An independent review of the response by Maritime New Zealand (MNZ) to the grounding of the Rena on Astrolabe Reef off the coast of Tauranga on 5 October 2011 will be conducted by former Secretary of Foreign Affairs and Trade, Simon Murdoch.
The terms of reference are available on the MNZ website.
The review will examine the MNZ response to the Rena incident and establish the factors that contributed to, or limited, its effectiveness.
It will involve discussions with MNZ staff, and central and local government stakeholders. Although the review will not involve public submissions, Mr Murdoch will discuss the Rena response with all relevant central and government bodies, and with other key agencies that supported the MNZ response.
Mr Manch said that a review of such large scale incidents, carried out independently, was standard practice for emergency response organisations.

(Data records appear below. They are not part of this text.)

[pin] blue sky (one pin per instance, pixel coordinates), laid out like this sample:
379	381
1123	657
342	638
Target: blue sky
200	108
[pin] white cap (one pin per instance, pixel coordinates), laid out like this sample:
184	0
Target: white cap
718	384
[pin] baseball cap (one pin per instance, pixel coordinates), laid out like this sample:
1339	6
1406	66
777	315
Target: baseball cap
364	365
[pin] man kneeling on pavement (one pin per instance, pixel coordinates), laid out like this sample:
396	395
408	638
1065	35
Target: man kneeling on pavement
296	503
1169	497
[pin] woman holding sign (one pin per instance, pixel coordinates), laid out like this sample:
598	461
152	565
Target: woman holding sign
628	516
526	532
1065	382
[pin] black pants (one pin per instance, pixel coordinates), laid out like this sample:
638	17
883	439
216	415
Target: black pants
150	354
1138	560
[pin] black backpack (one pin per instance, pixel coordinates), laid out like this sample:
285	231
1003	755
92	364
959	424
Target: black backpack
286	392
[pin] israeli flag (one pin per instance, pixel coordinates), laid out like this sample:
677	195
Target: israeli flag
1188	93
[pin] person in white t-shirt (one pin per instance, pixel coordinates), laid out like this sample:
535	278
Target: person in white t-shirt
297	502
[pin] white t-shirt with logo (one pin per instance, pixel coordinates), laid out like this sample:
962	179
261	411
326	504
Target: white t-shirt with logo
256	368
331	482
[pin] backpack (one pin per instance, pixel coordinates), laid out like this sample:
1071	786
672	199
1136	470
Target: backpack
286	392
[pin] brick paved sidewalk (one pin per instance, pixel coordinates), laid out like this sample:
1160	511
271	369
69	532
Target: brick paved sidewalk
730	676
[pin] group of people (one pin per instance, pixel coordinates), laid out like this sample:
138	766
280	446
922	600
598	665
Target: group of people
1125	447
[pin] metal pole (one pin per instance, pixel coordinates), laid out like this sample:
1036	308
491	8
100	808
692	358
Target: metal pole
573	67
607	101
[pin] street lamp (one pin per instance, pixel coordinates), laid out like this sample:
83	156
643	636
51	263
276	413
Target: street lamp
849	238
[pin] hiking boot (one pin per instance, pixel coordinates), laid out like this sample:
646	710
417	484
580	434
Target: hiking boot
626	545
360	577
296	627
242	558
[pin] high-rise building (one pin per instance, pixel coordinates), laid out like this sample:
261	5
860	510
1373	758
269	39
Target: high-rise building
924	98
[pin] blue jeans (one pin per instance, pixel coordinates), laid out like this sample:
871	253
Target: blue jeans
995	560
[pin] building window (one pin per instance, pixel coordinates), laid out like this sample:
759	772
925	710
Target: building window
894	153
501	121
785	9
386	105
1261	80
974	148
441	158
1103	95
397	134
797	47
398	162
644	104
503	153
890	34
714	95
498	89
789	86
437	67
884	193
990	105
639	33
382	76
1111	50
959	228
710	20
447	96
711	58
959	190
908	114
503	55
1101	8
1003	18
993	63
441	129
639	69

“As an organisation, business units within MNZ have done a lot of thinking about the response to the Rena grounding. Now it is timely to get an independent view,” he said. “There will be things that have been done very well, but inevitably there will be areas where things could have been done better and we can take lessons away from this incident.”
Mr Manch said the review’s focus was solely on MNZ’s response to the incident. He said the causes of the grounding had been established in the criminal investigation that led to the prosecution of the Master and Second Officer.
Ministry of Transport Chief Executive Martin Matthews said an independent review was an opportunity for the transport sector to learn from the Rena experience in order to prepare for similar events.
“If we can identify ways of doing things better, whether this means changing or retaining parts of the current response systems, this is good for the transport sector as a whole.”
It is expected the independent review will be completed in the first quarter of 2013. The review report will be made public.
The Transport Accident Investigation Commission is conducting a separate investigation into the grounding.
Simon Murdoch retired from the Public Service in 2009. He was Chief Executive Officer of the Department of Prime Minister and Cabinet from 1991-1998. He spent most of his career at the Ministry of Foreign Affairs and Trade where he became Chief Executive Officer in 2002. He has held diplomatic postings in Canberra and Washington, and has undertaken a number of reviews in the public sector, mostly in the fields of foreign affairs, security and emergency response and management.